Cose da lettori

5 stereotipi di cui un booklover è veramente fiero

Esistono molti stereotipi relativi agli amanti dei libri, ma ce ne sono alcuni di cui tutti i booklover vanno fieri. Eccone alcuni
5 stereotipi di cui un booklover è veramente fiero

MILANO – Gli amanti dei libri sono considerate persone che, indossando un paio di occhiali, vivono sulle nuvole, poco socievoli e che alle serate preferiscono la compagnia di un libro. Molti di questi, sono solo falsi stereotipi. Un articolo di Huffingtonpost.com ha individuato alcuni modi di dire che non soltanto sono veri, ma di cui i gli appassionati di lettura vanno fieri. Ve ne riproponiamo 5, voi in quale vi identificate?

Mai senza un libro

Un vero appassionato di libri non può pensare di uscire di casa senza la compagnia di un fedele libro. Ogni momento potrebbe rivelarsi l’ideale per tirare fuori il libri e lasciarsi trasportare tra le pagine di quell’autore che tanto ama.

Difficile prestare

Per quanto tu possa essere legato o affezionato a una persona, hai difficoltà a prestare uno dei tuoi libri. Il tuo non è un gesto di cattiveria nei confronti degli altri, semplicemente i tuoi libri li consideri sacri, perché ad ognuno di essi corrisponde un ricordo.
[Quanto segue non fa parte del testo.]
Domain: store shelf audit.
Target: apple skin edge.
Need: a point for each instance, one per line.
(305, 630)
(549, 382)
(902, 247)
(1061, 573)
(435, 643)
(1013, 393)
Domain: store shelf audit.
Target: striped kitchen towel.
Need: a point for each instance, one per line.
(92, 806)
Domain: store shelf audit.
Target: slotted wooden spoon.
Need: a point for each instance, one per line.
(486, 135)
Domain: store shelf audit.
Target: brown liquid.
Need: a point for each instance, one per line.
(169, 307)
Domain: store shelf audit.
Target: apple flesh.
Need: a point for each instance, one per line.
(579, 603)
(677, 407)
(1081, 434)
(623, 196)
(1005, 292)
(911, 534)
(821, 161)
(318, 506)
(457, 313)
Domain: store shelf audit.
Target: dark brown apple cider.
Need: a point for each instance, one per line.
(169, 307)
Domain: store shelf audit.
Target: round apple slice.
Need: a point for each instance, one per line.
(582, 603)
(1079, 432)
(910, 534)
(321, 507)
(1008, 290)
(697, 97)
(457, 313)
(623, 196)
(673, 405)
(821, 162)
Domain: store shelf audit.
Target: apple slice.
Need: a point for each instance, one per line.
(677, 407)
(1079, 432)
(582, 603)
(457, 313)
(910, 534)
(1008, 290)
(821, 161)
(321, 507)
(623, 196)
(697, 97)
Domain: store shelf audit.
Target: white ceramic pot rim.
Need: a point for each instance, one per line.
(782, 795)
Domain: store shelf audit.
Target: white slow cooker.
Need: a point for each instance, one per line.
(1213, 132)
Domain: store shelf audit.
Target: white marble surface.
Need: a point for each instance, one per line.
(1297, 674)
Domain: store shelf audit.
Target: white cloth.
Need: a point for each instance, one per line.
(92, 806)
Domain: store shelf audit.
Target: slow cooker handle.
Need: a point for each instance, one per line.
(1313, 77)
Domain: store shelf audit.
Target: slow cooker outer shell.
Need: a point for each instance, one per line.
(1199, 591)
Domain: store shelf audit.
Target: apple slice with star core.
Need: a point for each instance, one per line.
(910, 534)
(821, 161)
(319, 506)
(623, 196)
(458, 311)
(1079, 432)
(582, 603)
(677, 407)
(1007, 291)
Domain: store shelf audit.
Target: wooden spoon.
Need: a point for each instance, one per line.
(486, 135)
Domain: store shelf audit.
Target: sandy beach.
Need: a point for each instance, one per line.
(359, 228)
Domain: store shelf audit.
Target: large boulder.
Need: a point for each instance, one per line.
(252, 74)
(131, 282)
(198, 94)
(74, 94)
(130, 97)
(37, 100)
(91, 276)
Non esiti, in alternativa, a comprare e regalare i libri che preferisci ai tuoi amici.

Le vacanze

Per te le vacanze rappresentano soltanto una possibilità in più di condividere con amici e parente i tuoi pensieri e le tue riflessioni sui libri che hai appena letto… magari in spiaggia sotto l’ombrellone!

I film

Quando al cinema vedete un brutto adattamento cinematografico di uno dei tuoi libri preferiti, ne restate fortemente delusi e amareggiati. Per giorni intere continuate a pensare agli errori commessi dal regista e passate il tempo a pensare a come avreste rappresentato voi le scene del libro.

Errori di battitura

Individuare un errore di battitura nel testo che state leggendo vi provoca un fastidio indescrivibile e non riuscite a capacitarvi di come sia potuto succedere. Vi verrebbe voglia di correggere l’errore con la vostra penna per non doverlo rivedere, ma in questo modo rischiate di rovinare il vostro prezioso testo.